Published November 17, 2018
Colombo: Police escort Sri Lanka’s parliament speaker Karu Jayasuriya (top-right, in black and gold) as aides hold up cushions to protect him and themselves from projectiles thrown by rival legislators in the assembly hall on Friday. Sri Lanka’s political crisis escalated with the sacked prime minister demanding his job back shortly after passing another no-confidence motion against his controversial successor amid unprecedented rioting in parliament.—AFP            Report on Page 14
Colombo: Police escort Sri Lanka’s parliament speaker Karu Jayasuriya (top-right, in black and gold) as aides hold up cushions to protect him and themselves from projectiles thrown by rival legislators in the assembly hall on Friday. Sri Lanka’s political crisis escalated with the sacked prime minister demanding his job back shortly after passing another no-confidence motion against his controversial successor amid unprecedented rioting in parliament.—AFP Report on Page 14

COLOMBO: Sri Lanka’s political crisis escalated on Friday with the sacked prime minister demanding his job back shortly after passing another no-confidence motion against his controversial successor amid unprecedented rioting in parliament.

The Indian Ocean nation has been paralysed since October 26 when President Maithripala Sirisena sacked Ranil Wickremesinghe as premier and replaced him with former strongman Mahinda Rajapakse.

With a second no-trust vote against Rajapakse on Friday despite raucous scenes that involved his supporters throwing chilli powder at their opponents, Wickremesinghe demanded the restoration of status quo prior to October 26.

“Let the status quo come back,” he told Colombo-based foreign correspondents at his Temple Trees residence where he remained holed up after refusing to accept his sacking three weeks ago. “The country needs stability. That is the main issue.”

He said he was also ready to work with Sirisena despite their bitter personality clash that triggered the unprecedented constitutional crisis last month. There was no immediate comment from Sirisena.

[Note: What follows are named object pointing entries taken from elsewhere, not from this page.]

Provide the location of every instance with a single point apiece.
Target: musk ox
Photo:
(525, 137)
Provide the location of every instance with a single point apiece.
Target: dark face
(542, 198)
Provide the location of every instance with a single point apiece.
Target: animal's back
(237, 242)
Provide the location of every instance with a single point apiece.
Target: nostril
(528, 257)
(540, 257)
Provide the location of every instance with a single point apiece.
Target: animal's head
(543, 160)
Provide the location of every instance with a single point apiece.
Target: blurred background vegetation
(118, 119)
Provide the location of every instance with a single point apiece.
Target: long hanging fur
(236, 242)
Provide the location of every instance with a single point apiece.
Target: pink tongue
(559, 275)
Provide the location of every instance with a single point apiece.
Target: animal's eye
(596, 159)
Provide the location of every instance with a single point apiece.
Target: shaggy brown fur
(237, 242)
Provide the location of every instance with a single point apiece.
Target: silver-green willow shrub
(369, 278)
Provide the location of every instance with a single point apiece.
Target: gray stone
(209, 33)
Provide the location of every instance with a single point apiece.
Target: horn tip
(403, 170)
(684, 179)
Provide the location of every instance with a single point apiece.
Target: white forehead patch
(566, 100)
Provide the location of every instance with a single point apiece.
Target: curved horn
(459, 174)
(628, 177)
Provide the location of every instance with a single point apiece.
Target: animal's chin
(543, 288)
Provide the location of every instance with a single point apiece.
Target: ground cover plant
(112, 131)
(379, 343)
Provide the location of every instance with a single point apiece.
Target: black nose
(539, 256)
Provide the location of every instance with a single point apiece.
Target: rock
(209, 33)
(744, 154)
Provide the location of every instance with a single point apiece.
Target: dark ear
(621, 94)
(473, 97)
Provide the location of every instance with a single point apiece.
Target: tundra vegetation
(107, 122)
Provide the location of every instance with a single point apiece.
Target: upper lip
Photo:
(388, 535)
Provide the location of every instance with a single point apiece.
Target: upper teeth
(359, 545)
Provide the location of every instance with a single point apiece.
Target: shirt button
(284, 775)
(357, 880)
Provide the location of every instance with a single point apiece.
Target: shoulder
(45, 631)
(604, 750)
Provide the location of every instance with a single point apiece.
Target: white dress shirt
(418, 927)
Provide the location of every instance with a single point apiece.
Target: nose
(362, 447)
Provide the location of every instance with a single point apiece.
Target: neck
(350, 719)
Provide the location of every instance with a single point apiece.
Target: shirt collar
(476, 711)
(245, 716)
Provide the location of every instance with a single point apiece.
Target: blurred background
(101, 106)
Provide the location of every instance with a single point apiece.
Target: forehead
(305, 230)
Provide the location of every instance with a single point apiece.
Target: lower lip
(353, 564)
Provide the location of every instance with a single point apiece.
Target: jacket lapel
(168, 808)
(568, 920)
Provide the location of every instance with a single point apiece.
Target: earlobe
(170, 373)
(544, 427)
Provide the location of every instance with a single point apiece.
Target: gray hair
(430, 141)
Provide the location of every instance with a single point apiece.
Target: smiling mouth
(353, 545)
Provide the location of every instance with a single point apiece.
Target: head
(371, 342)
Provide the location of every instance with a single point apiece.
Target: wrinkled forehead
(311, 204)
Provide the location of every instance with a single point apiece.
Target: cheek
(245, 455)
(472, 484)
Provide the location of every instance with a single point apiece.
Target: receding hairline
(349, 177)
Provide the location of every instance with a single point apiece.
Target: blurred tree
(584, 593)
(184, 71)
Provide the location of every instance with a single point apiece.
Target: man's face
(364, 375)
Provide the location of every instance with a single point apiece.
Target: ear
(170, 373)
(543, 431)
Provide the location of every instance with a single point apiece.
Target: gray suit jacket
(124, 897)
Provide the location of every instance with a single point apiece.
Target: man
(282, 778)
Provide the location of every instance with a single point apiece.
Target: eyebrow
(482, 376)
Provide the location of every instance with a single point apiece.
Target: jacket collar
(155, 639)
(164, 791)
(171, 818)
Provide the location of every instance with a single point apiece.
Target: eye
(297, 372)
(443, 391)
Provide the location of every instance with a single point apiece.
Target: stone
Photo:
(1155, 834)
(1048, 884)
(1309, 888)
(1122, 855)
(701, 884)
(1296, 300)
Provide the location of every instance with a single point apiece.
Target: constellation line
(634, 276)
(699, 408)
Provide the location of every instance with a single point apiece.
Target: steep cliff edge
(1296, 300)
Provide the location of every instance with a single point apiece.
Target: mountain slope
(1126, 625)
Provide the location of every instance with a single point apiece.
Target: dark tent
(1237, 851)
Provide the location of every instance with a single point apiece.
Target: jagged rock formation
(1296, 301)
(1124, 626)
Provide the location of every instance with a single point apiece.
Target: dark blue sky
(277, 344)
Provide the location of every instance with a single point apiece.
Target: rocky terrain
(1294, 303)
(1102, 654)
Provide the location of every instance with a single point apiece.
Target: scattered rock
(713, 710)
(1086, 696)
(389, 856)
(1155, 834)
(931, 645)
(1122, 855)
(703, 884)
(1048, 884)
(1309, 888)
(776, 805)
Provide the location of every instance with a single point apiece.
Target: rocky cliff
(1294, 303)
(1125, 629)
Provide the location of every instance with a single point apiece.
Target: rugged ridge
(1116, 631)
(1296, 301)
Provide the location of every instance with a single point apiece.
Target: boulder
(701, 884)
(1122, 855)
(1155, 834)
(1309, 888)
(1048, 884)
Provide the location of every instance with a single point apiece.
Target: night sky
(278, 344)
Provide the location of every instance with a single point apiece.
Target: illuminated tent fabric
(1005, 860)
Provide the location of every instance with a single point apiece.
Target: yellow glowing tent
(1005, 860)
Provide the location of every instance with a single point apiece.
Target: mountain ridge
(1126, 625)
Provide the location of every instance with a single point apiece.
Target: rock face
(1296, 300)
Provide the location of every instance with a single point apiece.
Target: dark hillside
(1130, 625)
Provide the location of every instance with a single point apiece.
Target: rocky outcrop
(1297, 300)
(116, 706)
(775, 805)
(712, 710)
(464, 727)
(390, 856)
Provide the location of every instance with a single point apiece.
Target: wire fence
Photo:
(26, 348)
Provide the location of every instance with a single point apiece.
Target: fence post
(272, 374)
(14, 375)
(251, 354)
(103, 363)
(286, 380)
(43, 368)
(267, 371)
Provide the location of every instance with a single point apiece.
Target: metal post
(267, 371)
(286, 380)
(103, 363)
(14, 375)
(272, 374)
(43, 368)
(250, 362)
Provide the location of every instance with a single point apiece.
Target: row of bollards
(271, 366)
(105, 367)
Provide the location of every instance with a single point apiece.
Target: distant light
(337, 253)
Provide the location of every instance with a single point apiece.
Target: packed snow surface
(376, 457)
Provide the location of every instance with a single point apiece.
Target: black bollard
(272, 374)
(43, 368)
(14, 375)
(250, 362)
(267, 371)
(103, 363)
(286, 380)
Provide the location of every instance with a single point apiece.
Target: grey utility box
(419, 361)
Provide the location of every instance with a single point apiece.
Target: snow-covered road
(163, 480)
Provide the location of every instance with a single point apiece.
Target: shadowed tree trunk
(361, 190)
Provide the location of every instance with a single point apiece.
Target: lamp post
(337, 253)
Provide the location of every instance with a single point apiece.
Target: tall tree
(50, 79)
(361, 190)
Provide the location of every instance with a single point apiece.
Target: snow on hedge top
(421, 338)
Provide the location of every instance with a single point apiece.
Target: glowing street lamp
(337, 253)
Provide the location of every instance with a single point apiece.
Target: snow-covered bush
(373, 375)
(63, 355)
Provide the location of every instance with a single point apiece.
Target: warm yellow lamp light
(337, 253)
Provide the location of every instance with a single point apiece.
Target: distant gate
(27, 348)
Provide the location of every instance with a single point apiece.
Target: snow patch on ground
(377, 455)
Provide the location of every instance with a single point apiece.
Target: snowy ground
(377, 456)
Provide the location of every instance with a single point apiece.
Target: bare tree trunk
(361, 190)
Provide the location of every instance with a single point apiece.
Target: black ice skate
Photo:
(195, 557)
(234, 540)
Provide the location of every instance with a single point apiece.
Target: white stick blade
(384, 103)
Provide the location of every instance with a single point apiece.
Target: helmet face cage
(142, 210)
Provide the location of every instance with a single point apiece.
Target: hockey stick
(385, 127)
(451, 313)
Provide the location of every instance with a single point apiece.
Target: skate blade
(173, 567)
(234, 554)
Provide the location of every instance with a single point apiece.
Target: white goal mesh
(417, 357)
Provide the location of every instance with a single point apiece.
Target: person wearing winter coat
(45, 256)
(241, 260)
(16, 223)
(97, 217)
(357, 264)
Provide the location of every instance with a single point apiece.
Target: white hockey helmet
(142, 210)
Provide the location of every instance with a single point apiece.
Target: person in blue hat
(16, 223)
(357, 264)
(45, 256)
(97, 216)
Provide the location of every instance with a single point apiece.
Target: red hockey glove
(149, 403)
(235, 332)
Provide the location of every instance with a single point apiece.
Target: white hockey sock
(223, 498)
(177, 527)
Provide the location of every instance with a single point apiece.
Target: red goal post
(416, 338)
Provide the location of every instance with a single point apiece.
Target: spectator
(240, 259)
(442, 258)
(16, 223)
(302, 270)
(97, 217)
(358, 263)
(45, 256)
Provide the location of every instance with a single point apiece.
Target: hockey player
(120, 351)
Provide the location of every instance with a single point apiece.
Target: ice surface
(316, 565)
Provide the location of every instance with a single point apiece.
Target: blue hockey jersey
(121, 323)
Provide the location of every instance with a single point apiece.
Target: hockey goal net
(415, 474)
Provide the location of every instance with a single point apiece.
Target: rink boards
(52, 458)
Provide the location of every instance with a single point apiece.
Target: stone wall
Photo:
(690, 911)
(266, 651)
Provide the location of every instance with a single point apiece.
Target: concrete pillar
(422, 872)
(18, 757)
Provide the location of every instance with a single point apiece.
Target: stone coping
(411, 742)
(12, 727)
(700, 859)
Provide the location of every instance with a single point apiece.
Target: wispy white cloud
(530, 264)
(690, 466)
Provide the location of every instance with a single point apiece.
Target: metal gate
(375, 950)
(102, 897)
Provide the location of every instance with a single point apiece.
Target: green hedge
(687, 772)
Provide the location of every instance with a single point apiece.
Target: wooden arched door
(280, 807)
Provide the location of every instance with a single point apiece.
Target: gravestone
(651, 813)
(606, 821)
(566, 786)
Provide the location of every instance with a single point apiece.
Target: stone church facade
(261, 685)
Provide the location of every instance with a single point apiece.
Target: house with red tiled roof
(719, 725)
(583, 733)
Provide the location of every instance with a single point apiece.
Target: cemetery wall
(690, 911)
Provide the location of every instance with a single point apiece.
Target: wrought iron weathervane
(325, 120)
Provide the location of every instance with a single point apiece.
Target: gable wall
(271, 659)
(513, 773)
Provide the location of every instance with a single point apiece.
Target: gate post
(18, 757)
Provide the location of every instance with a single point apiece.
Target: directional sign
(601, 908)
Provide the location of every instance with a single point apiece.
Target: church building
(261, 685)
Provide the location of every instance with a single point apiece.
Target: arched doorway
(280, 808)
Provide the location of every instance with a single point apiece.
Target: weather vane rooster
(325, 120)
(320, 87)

On Friday speaker Karu Jaya­suriya was blocked from taking his chair for almost an hour by a group of legislators backing Rajapakse. Finally, Jayasuriya entered the red-carpeted chamber protected by dozens of unarmed officers and parliamentary staff.

Rioting MPs took away the ornate ceremonial chair, but staff carried in an ordinary office chair as a replacement.

However, rioters grabbed that chair too, breaking it into pieces that were then used as projectiles to attack rivals and police.

A former parliament staffer said Fri­day’s scenes were never seen before. British High Commissioner James Dauris echoed international concern over violence in Sri Lanka’s parliament, a legacy from British colonial rule that ended in 1948.

“Sri Lankans have again seen deplorable behaviour by some MPs, unbecoming of them and of their noble institution,” Dauris said on Twitter. “No parliament can perform its role when its own members stop it from doing so.”

Standing in a corner with a human shield of khaki-clad constables, the speaker, in his usual black and gold robes, used a wireless microphone to take a voice vote on a revised no-confidence motion against Rajapakse.

Rajapakse lost a similar vote on Wednesday, but refused to step down saying that the vote was not taken properly.